La economista Carmen Castro ha estudiado el funcionamiento de los permisos de paternidad en más de 25 países. Fruto de su investigación nace ‘Políticas para la igualdad’ (Catarata), un libro en el que desmenuza la influencia que esta política pública tiene en la sociedad y en la construcción de igualdad. Islandia es el referente, pero ni siquiera el país nórdico tiene un modelo plenamente equiparado e intransferible. Es por eso, defiende Castro, que España tiene la oportunidad de liderar el cambio si se aprueban unos permisos por nacimiento iguales, intransferibles y pagados al cien por cien para cada persona progenitora independientemente de su sexo o identidad sexual.
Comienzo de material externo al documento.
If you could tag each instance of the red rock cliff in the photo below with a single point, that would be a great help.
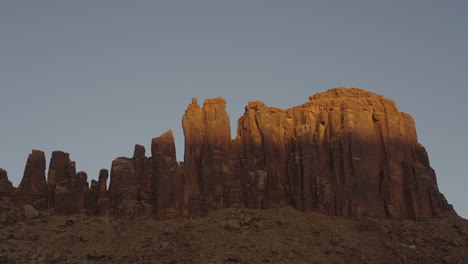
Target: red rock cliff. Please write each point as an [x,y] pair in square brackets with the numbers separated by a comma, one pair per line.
[346,152]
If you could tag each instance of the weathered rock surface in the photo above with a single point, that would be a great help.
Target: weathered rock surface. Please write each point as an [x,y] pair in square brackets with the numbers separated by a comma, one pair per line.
[5,185]
[33,187]
[346,152]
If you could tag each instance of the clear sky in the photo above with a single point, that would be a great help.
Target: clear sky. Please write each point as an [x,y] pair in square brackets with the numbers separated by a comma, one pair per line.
[93,78]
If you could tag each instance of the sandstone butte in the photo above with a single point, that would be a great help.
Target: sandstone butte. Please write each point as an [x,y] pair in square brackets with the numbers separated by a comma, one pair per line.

Esa es la propuesta que la Plataforma por unos Permisos de Nacimiento y Adopción Iguales e Intransferibles (PPiiNA) lleva años reivindicando y que Unidos Podemos llevó al Congreso en forma de una proposición de ley que fue aprobada. El Gobierno ya ha vetado en dos ocasiones su tramitación.

Uno de los punto de partida de su libro es el 15M y las demandas ciudadanas de más democracia. Dice que es imposible democratizar la sociedad sin hacerlo previamente con la familia. ¿No son las familias instituciones democráticas?

Hay varios niveles de respuesta. Por una parte, no, no todas las familias son estructuras con acuerdos democráticos. Cuando se gestiona la cotidianidad y hay responsabilidades familiares y los poderes públicos no atienden eso es cuando más se siente el peso del sistema de roles. Por otra parte, es que el hecho de que no se explicite y que no se piense en cómo se reparten los papeles dentro de los núcleos de convivencia ya es de por sí un elemento de alerta. Debería hacernos pensar en si no estaremos volviendo a repetir lo que pasó con el sufragio: se hablaba de derecho al sufragio universal cuando las mujeres no tenían derecho al voto. Esto es igual, construimos la democracia desde lo público, desde la representación pero sin pensar en cómo estamos en las células base, en las familias. Hay un sustrato que forma parte del lado oculto del iceberg de la sociedad que de alguna manera se tiene que estar resolviendo, y ahí entran las familias diversas, porque de lo único que nos ocupamos es de la representación y de la acción politizada.

La propuesta que centra su libro y que en España ha llegado de la sociedad civil al Parlamento son los permisos parentales por nacimiento o adopción. ¿Por qué esta propuesta concretamente? ¿cuál es su potencial, su papel en esa democratización de la familia de la que habla?

El interés que tienen los permisos por nacimiento es que es una pequeña pieza de políticas públicas que tiene la capacidad primero, de incidir en el cambio de comportamientos desde la cotidianidad. Se trata de un cambio masculino fundamentalmente, porque en el tema de repartos de tareas y usos del tiempo tenemos que provocar muchos cambios pero hay uno fundamental, el del comportamiento masculino. Es decir, que ellos desaprendan su sistema de cómo se construye la paternidad patriarcal y asuman la responsabilidad de los cuidados como algo a compartir en la vida cotidiana. Partiendo de comportamientos individuales se construye otro mensaje y otro sistema de representación política y pública.

La suma de comportamientos individuales genera un efecto multiplicador a nivel social, con el tiempo, que permite avanzar hacia otro imaginario de sociedad. Otro modelo en el que hay un reparto equilibrado de cuidados y éstos no son algo colateral que ocurre además de todo lo que ocurre en la vida. La importancia del sistema de permisos por nacimiento es que influye en lo individual y en lo colectivo. Tiene una potencialidad transformadora que va de lo cotidiano a lo simbólico y a lo estructural porque incide en la división sexual del trabajo. Es una reforma que está muy estudiada y que es viable respecto a cómo se puede hacer y a su impacto económico. Obviamente no es lo único, para reforzar su efecto necesita otras reformas a corto plazo para llegar a un cambio a medio y largo plazo.